The Government have committed to providing a full response to the review of the noble Baroness, Lady Stern, into how rape complaints are handled by public authorities in England and Wales. That will be published in the spring alongside the Government’s violence against women action plan. The Government’s response will highlight the importance of sexual assault referral centres and the role of rape crisis centres. The coalition Government’s commitment to supporting those services is outlined in the strategic narrative on violence against women and girls that was published in the autumn. We have already awarded £2.2 million in 2010-11 to improving SARC provision. The Government will shortly announce further funding details for rape crisis centres and SARCs over the spending review period.

To touch on the “ugly mugs”, the Government are currently funding a feasibility study into the development of a national ugly mug scheme. Such a scheme would help to co-ordinate the local schemes currently run by specialist voluntary sector projects. These allow people in prostitution to report information about incidents of violence that they have suffered or provide information about threatening or dangerous clients.

My noble friend Lady Hamwee raised the issue of the work of the Inter-Ministerial Group on Violence against Women and Girls, which is chaired by the Home Secretary. The Minister for Prisons is currently writing to the Home Secretary to clarify the position of the group and how it will take forward its work on recognising suicide as part of the abuse. I hope we will discuss this at our meeting in February.

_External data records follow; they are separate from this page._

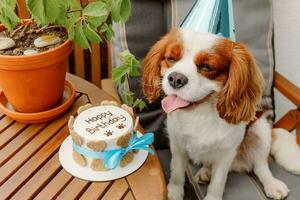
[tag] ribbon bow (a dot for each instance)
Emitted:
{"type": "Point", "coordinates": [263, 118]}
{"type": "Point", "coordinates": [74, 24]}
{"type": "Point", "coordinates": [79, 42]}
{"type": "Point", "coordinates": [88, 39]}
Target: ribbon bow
{"type": "Point", "coordinates": [113, 157]}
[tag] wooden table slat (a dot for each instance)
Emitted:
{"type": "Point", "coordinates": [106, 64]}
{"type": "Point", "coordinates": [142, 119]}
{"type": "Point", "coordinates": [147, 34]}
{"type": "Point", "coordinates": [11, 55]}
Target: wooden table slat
{"type": "Point", "coordinates": [117, 190]}
{"type": "Point", "coordinates": [11, 132]}
{"type": "Point", "coordinates": [74, 189]}
{"type": "Point", "coordinates": [24, 154]}
{"type": "Point", "coordinates": [39, 180]}
{"type": "Point", "coordinates": [52, 189]}
{"type": "Point", "coordinates": [30, 168]}
{"type": "Point", "coordinates": [18, 142]}
{"type": "Point", "coordinates": [5, 122]}
{"type": "Point", "coordinates": [154, 188]}
{"type": "Point", "coordinates": [129, 196]}
{"type": "Point", "coordinates": [96, 190]}
{"type": "Point", "coordinates": [18, 178]}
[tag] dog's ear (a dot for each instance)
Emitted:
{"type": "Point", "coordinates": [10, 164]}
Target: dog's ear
{"type": "Point", "coordinates": [242, 92]}
{"type": "Point", "coordinates": [152, 67]}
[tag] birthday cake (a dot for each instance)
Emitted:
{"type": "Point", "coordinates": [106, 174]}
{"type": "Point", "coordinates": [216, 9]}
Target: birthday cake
{"type": "Point", "coordinates": [99, 129]}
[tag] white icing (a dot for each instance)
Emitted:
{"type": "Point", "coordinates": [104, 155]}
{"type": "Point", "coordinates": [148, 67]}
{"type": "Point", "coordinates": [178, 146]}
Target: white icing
{"type": "Point", "coordinates": [95, 123]}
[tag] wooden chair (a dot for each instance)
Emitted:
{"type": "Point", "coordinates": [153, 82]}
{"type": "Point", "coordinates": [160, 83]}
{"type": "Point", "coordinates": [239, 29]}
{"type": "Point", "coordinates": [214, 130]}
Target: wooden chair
{"type": "Point", "coordinates": [96, 67]}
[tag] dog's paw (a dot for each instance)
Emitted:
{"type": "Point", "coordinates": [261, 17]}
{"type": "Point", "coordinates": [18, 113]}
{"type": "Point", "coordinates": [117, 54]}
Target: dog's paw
{"type": "Point", "coordinates": [209, 197]}
{"type": "Point", "coordinates": [203, 175]}
{"type": "Point", "coordinates": [175, 192]}
{"type": "Point", "coordinates": [276, 189]}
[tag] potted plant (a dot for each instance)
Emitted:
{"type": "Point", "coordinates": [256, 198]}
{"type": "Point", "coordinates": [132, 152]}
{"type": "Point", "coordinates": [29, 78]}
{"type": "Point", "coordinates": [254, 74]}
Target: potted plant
{"type": "Point", "coordinates": [34, 52]}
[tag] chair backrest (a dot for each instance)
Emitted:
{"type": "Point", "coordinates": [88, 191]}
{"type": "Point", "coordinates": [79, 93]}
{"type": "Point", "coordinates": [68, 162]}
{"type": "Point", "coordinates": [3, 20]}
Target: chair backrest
{"type": "Point", "coordinates": [92, 66]}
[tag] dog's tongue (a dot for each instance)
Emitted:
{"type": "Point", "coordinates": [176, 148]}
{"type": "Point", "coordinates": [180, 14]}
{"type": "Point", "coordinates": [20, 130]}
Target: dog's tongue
{"type": "Point", "coordinates": [172, 102]}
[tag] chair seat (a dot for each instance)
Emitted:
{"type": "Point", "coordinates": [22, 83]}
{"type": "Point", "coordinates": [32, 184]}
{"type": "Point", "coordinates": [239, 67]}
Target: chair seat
{"type": "Point", "coordinates": [239, 186]}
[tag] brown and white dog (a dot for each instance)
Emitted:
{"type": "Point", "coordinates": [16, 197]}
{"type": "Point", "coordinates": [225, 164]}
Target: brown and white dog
{"type": "Point", "coordinates": [213, 88]}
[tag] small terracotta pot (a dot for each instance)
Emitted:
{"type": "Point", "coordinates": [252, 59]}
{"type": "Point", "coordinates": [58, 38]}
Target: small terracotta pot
{"type": "Point", "coordinates": [35, 83]}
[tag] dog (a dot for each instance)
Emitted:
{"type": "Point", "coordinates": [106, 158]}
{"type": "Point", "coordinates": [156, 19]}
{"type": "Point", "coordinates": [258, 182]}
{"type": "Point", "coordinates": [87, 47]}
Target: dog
{"type": "Point", "coordinates": [213, 89]}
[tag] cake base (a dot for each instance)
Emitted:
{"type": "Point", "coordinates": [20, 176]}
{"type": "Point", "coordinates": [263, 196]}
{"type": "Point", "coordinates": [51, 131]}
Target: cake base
{"type": "Point", "coordinates": [86, 173]}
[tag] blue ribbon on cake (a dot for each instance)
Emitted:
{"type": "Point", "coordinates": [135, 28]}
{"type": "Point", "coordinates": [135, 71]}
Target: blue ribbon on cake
{"type": "Point", "coordinates": [112, 158]}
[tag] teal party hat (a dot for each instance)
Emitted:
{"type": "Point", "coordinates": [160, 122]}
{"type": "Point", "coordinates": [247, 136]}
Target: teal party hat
{"type": "Point", "coordinates": [213, 16]}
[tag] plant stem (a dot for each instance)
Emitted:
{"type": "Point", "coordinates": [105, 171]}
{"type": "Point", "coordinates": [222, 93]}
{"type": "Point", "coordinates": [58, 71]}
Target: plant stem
{"type": "Point", "coordinates": [70, 11]}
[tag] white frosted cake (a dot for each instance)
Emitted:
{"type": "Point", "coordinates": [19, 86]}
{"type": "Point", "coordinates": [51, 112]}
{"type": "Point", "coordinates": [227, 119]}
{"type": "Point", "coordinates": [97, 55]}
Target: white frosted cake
{"type": "Point", "coordinates": [101, 128]}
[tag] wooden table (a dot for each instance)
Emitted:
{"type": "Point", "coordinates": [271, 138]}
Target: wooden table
{"type": "Point", "coordinates": [30, 167]}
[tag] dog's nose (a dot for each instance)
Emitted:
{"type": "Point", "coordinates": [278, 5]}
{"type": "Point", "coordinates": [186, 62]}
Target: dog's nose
{"type": "Point", "coordinates": [177, 80]}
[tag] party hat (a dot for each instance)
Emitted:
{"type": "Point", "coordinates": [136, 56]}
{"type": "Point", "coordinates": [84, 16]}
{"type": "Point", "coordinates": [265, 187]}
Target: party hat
{"type": "Point", "coordinates": [213, 16]}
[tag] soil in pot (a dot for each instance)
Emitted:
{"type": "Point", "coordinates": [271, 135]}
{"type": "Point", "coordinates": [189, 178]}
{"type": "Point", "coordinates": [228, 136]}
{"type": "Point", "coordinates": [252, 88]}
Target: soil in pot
{"type": "Point", "coordinates": [30, 39]}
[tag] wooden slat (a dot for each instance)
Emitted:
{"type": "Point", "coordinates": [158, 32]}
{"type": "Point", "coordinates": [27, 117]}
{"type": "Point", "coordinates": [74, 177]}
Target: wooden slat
{"type": "Point", "coordinates": [287, 88]}
{"type": "Point", "coordinates": [129, 196]}
{"type": "Point", "coordinates": [109, 60]}
{"type": "Point", "coordinates": [17, 160]}
{"type": "Point", "coordinates": [52, 189]}
{"type": "Point", "coordinates": [96, 190]}
{"type": "Point", "coordinates": [298, 132]}
{"type": "Point", "coordinates": [23, 138]}
{"type": "Point", "coordinates": [22, 9]}
{"type": "Point", "coordinates": [4, 123]}
{"type": "Point", "coordinates": [74, 189]}
{"type": "Point", "coordinates": [19, 177]}
{"type": "Point", "coordinates": [10, 133]}
{"type": "Point", "coordinates": [39, 180]}
{"type": "Point", "coordinates": [79, 61]}
{"type": "Point", "coordinates": [117, 190]}
{"type": "Point", "coordinates": [289, 120]}
{"type": "Point", "coordinates": [154, 188]}
{"type": "Point", "coordinates": [96, 64]}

The noble Baroness, Lady Greengross, talked about older women. I thank her for raising this serious but underreported issue. As someone whose business is in care, I understand completely the number of victims that go unreported simply because they do not know where to turn, because their immediate protectors are usually the very people who are carrying out the abuse. I will take that important message back to the department. We need to make sure that it is raised and that we are fully aware of it in our thinking and strategies. Widows are victims who often have the least voice or presence in society. They are often ostracised and abused, and their plights are often simply ignored. Again, it is something that we need to take back and think about more carefully.

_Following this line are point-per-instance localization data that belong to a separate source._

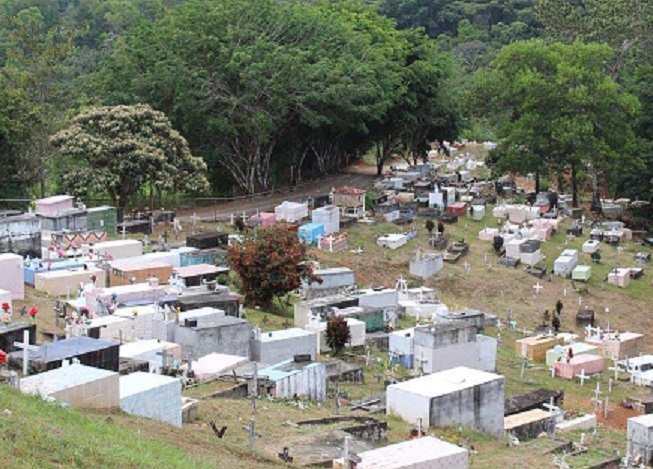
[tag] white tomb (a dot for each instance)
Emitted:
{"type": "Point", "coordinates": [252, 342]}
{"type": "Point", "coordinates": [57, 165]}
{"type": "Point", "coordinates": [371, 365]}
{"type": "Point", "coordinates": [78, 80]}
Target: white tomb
{"type": "Point", "coordinates": [11, 275]}
{"type": "Point", "coordinates": [152, 396]}
{"type": "Point", "coordinates": [456, 397]}
{"type": "Point", "coordinates": [392, 241]}
{"type": "Point", "coordinates": [419, 453]}
{"type": "Point", "coordinates": [77, 385]}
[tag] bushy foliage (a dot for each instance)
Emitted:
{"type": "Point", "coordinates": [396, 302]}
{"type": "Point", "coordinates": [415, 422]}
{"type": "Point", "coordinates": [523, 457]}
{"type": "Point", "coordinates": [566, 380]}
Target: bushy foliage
{"type": "Point", "coordinates": [270, 263]}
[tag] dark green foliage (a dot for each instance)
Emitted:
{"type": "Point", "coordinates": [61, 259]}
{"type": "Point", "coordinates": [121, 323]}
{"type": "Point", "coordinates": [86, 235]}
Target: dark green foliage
{"type": "Point", "coordinates": [337, 334]}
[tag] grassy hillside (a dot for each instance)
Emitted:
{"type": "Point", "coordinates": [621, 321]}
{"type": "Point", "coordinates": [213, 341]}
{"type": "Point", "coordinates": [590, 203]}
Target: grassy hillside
{"type": "Point", "coordinates": [35, 433]}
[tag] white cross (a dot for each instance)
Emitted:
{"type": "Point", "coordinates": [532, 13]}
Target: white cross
{"type": "Point", "coordinates": [251, 429]}
{"type": "Point", "coordinates": [582, 377]}
{"type": "Point", "coordinates": [26, 347]}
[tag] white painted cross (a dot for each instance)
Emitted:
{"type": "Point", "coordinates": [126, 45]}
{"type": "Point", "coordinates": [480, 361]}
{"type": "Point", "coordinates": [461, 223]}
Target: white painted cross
{"type": "Point", "coordinates": [250, 428]}
{"type": "Point", "coordinates": [26, 347]}
{"type": "Point", "coordinates": [582, 377]}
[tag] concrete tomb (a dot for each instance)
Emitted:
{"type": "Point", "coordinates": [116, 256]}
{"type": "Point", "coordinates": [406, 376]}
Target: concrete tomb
{"type": "Point", "coordinates": [334, 280]}
{"type": "Point", "coordinates": [91, 352]}
{"type": "Point", "coordinates": [76, 385]}
{"type": "Point", "coordinates": [292, 378]}
{"type": "Point", "coordinates": [11, 275]}
{"type": "Point", "coordinates": [152, 396]}
{"type": "Point", "coordinates": [282, 345]}
{"type": "Point", "coordinates": [459, 396]}
{"type": "Point", "coordinates": [420, 453]}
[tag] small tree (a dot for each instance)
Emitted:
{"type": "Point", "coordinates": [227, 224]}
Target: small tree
{"type": "Point", "coordinates": [559, 307]}
{"type": "Point", "coordinates": [546, 317]}
{"type": "Point", "coordinates": [338, 334]}
{"type": "Point", "coordinates": [121, 149]}
{"type": "Point", "coordinates": [270, 263]}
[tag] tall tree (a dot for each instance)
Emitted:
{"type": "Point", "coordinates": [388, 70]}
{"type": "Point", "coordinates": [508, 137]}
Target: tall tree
{"type": "Point", "coordinates": [270, 262]}
{"type": "Point", "coordinates": [121, 149]}
{"type": "Point", "coordinates": [557, 108]}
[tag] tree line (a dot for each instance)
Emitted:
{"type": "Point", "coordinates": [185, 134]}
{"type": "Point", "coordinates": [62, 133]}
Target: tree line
{"type": "Point", "coordinates": [285, 90]}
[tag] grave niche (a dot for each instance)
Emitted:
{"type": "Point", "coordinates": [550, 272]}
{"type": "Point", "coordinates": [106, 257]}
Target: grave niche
{"type": "Point", "coordinates": [13, 332]}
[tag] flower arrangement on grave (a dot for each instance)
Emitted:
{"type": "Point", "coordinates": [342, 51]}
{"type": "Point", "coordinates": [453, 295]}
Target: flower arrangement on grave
{"type": "Point", "coordinates": [6, 313]}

I hope noble Lords will indulge me for one or two more minutes so that I can complete my responses. My noble friend Lord Thomas and the noble Baroness, Lady Finlay, talked about the training of health workers in dealing with violence against women and girls. The Department of Health is currently rolling out training to front-line health practitioners to identify the early signs of violence against women and girls. This is part of the Government’s response to the Alberti review and the work of the Department of Health’s task force on violence against women and girls. The Government are also exploring how health visitors might have a greater role in identifying the signs of domestic violence in the women they visit. Further details on the training of front-line workers to identify signs of violence in order to intervene early will be outlined in the Government’s action plan in March.

I agree very much with many of the things that the noble Baroness, Lady Prosser, said about there being substantial change, but there is still much to be done. In some communities where it is still acceptable as a norm to beat wives, sisters and daughters, that change is incredibly slow; and because those communities know the abuse will not be reported outside, the abuse will continue. There is a huge mountain to climb. There is no doubt about that.

The noble Baroness asked about our funding for UN Women. We are undergoing bilateral and multilateral reviews. Until those have concluded, which they should by the spring of this year, it is difficult to comment on funding. However, we are offering transitional support.

I have been passed a tart note telling me to say that I will write to all noble Lords whom I have not answered. I thank the noble Baroness for initiating this debate.